The consumer electronics business has become much more of a well oiled machine today with low-cost, low-margin, feature-laden HDTVs driving the market. Costco, Wal-Mart and Best Buy are selling paper-thin, large format HDTVs by the hundreds a day. Vizio came out of nowhere to become a multi-billion dollar company in five short years. The adult industry hasn't advanced past massively profitable DVD-Video sales just like the music business never embraced anything other than Compact Disc sales. Consumers are rejecting the value proposition because of new technology in the adult business just like they did with music and Napster. A $10 per month Netflix account gets you a host of movies into your home plus streaming, but one short porn DVD sells at Larry Flint's Hustler retail store on Sunset Boulevard for $40 per title. HD video hasn't been kind to the adult industry. I've seen the girls on flights to Vegas and at the AVN Show, which is on the way from the specialty audio displays at The Venetian to The Wynn Hotel across the street.
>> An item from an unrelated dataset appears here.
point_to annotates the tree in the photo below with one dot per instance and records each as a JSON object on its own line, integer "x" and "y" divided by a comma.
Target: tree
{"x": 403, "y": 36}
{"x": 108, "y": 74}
I hate to ruin anyone's fantasy here but - to be polite - these girls look a little rough in person. DVD-Video's 480i resolution or your computer's less-than-DVD resolution suits the content best whereas beaming 1080p is better for today's movies. Either way, porn isn't worth $40 per disc anymore. Additionally, people are shooting amateur porn on sub-$1,000 D-SLR cameras and uploading them to sites for a "thrill." Who knows if they will be the next Paris Hilton, but it's obvious that amateur porn is eating away at the adult industry's overall sales and ultimately its profit margins.
To date, the adult industry has lost a lot of its luster. It's a seedy business, albeit reportedly still a $14,000,000,000 industry. Stories about HIV-infected performers rain on the fantasy world about once per year. The adult industry has failed to adapt its pricing in many meaningful ways to keep up with the way that the consumer electronics business is going. Creative sites like SugarDVD.com are working to become the Netflix of porn with $10 per month rental services, downloads of well known titles and DVD-Video sales from $3 to $19 depending on the title. It's not the margins that the adult industry is used to but you can't force the consumer's hand. We learned that lesson with Napster in the music business and they never recovered.
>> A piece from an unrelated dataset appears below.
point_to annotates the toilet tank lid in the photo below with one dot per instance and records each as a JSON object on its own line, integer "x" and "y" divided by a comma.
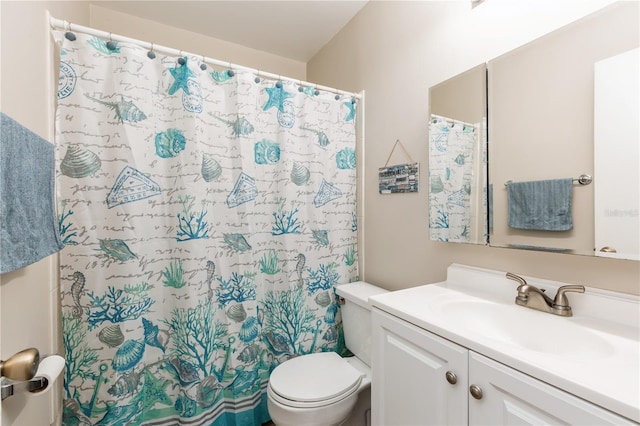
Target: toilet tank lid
{"x": 359, "y": 292}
Going forward, content featuring naked people doing adult things will still compel consumers to drive towards the illusive goal of AV convergence. Adult content can help shape the booming CE application market found on today's HDTVs, Blu-ray players and video game consoles. But where the adult industry has lost most of its power is that it no longer moves the needle as a business that can singlehandedly make or break an AV format. Like an aging starlet - its day has come and gone.